Difficulties in interpreting implied information resulted in two sentence chunking discrepancies. One rater (MB) failed to represent the implied duration of currently in the criterion Patients currently on stable ART (anti-retroviral therapy) for at least 12 weeks, who need to change their ARV regimen because it is currently failing, with a viral load of > 1000 copies/mL. Because of the modifier “currently”, the TLE should have been event = on stable ART, Allen temporal relation = during, and anchor = now. Some of the differences in sentence segmentation resulted from different interpretations of the criterion. For the criterion Willingness to have blood stored for up to 10 years for use in additional assays to evaluate immune responses to influenza or the alphavirus vector if such assays become available, one rater (MB) broke the sentence into three segments: 1. Willingness to have blood stored, 2. During, and 3. Interval now up until 10 years from now.
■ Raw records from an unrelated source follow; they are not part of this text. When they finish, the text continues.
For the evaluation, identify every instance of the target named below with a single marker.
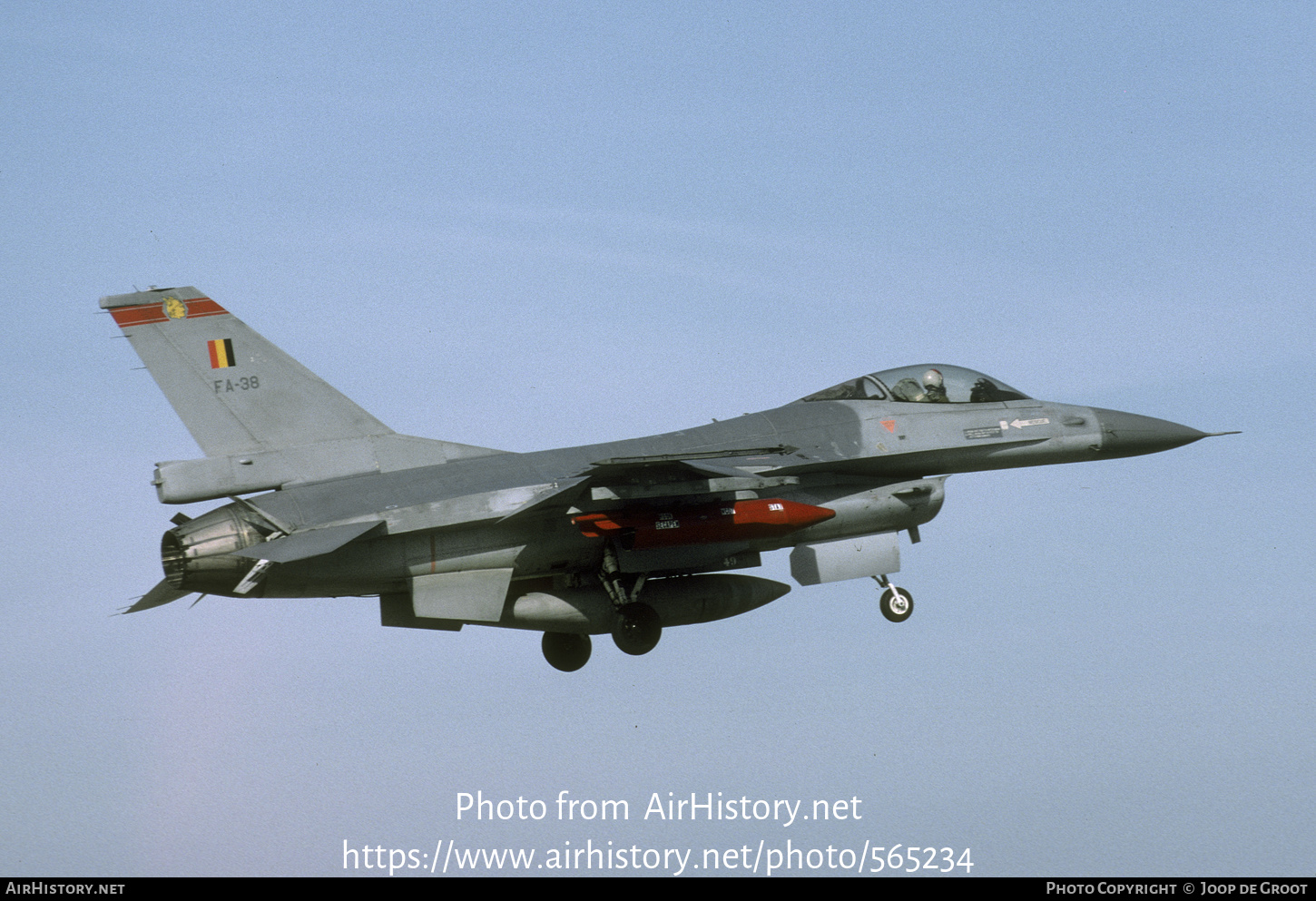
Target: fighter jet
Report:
(622, 538)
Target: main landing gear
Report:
(638, 625)
(897, 602)
(636, 631)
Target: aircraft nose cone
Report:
(1129, 435)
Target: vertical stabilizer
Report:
(234, 391)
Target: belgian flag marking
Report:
(221, 353)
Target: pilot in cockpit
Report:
(933, 389)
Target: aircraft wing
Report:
(660, 475)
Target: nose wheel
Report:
(897, 602)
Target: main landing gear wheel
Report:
(566, 651)
(638, 629)
(897, 604)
The other rater (CW) broke the sentence into two segments: 1. Blood stored and 2. Up to 10 years. The meaning of these two segmentations is different. The first (MB) represents the “up to 10 year” interval as starting today, independent of when the blood is stored; for instance, if the blood is stored 2 years from now, then the duration would be only 8 years (10 – 2 years). In other words, this rater believed that the phrase willingness to have blood stored for up to 10 years referred to the patient’s willingness starting now and lasting up to 10 years from now. The other rater (CW) was correct because blood cam be stored for no more than 10 years.
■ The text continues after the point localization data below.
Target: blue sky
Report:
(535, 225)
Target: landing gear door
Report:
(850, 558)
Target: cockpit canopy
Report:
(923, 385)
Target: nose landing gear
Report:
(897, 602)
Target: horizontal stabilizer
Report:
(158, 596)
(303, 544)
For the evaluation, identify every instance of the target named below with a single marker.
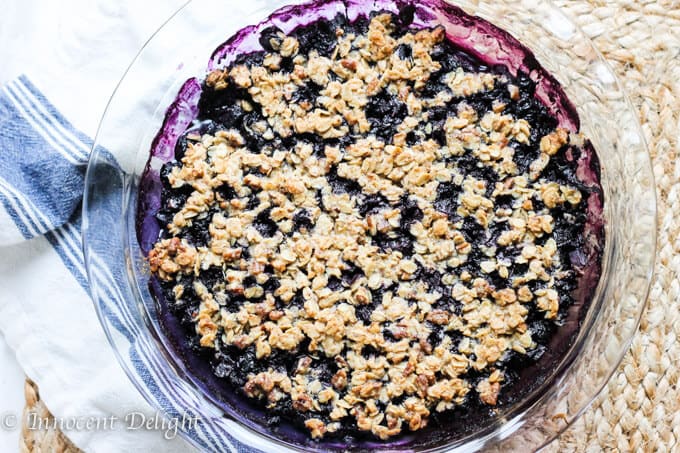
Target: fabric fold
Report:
(42, 164)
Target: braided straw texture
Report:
(639, 410)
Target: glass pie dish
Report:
(119, 273)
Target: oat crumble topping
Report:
(393, 254)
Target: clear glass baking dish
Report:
(119, 275)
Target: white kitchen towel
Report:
(73, 54)
(45, 310)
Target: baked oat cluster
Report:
(374, 234)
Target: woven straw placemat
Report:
(639, 410)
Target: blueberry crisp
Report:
(366, 227)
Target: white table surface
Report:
(11, 397)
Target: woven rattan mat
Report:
(639, 410)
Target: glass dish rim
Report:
(564, 366)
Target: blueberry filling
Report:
(371, 227)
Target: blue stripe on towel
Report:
(35, 165)
(41, 182)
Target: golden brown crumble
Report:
(492, 320)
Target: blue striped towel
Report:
(46, 314)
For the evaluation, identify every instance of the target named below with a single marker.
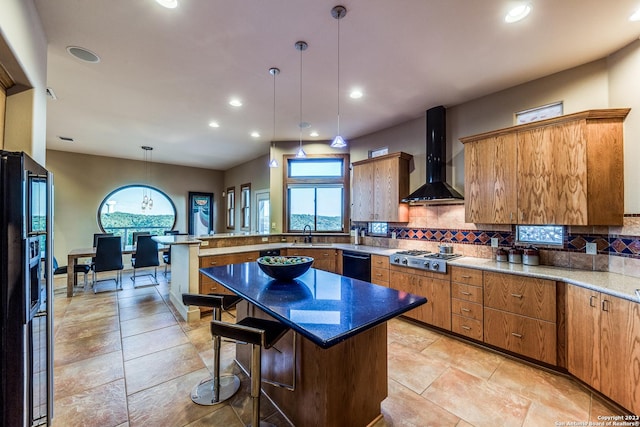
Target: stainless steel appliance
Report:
(423, 260)
(356, 265)
(26, 304)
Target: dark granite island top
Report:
(340, 364)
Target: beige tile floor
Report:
(126, 358)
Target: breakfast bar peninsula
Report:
(334, 356)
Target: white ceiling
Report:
(165, 74)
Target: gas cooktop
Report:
(422, 260)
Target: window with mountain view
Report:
(136, 208)
(315, 193)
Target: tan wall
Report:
(254, 172)
(23, 52)
(82, 181)
(624, 91)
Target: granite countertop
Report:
(324, 307)
(610, 283)
(615, 284)
(374, 250)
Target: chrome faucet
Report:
(307, 239)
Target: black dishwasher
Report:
(356, 265)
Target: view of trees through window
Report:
(124, 212)
(315, 194)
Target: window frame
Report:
(230, 209)
(245, 206)
(288, 181)
(109, 195)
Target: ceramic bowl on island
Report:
(285, 268)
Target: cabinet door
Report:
(385, 190)
(620, 351)
(490, 180)
(362, 190)
(552, 175)
(583, 334)
(527, 296)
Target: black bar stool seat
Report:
(217, 388)
(260, 333)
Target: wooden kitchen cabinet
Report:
(467, 317)
(323, 258)
(568, 170)
(433, 286)
(603, 349)
(520, 315)
(380, 270)
(490, 180)
(378, 184)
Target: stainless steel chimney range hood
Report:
(436, 190)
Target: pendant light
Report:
(273, 163)
(147, 200)
(301, 46)
(338, 12)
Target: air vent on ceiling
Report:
(51, 94)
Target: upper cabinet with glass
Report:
(566, 170)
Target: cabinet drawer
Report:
(466, 309)
(523, 335)
(379, 275)
(527, 296)
(379, 261)
(466, 292)
(466, 275)
(471, 328)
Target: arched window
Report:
(136, 208)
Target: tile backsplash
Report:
(618, 248)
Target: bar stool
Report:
(215, 389)
(259, 333)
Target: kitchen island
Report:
(340, 354)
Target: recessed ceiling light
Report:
(356, 94)
(518, 13)
(169, 4)
(83, 54)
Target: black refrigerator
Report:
(26, 298)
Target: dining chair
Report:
(108, 258)
(146, 255)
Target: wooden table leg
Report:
(71, 275)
3.6.2. Semantic annotation
Each criterion sentence segment was instantiated into the Protégé-based EliXR-TIME. Exact agreement of temporal constituents was 72.0% (72 / 100). Of the 28 temporal constituents involved in a discrepancy (Table 4), 28.6% consisted of semantically equivalent modeling differences. As an example such a difference for representing the segment at least 14 days, one rater (CW) set the length_comparison_operator = “>=” and the duration = “14 days” (a Fixed Duration); whereas, the other (MB) set the duration = “at least 14 days” (a Comparative Duration). We removed slots that were redundant and that caused the raters to produce syntactically different but semantically equivalent representations of the same sentence segment (Appendix Table 3).
Table 4
Table 4
Distribution of annotation discrepancies among the semantic labels
Differences in representing the implied past tense accounted for 21.4% of modeling discrepancies. For the sentence segment within 6 months, there is an implied past tense and therefore it should be represented as during the past 6 months, where the past 6 months is a relative time interval. One rater (MB) represented within 6 months as during 6 months, with 6 months as an instance of Fixed Duration. While this type of discrepancy is not caused by EliXR-TIME, it illustrates the semantic complexity of eligibility criteria and the difficulties in inferring an implied context even among human annotators. Another 10.7% of the discrepancies were the result of missing an implied duration. For example, during now had to be logically inferred from one criterion and in another within 2 weeks had to be inferred even though the sentence only stated 2 weeks. In total, 32.1% of the discrepancies resulted from errors in understanding implied information either past tense or duration.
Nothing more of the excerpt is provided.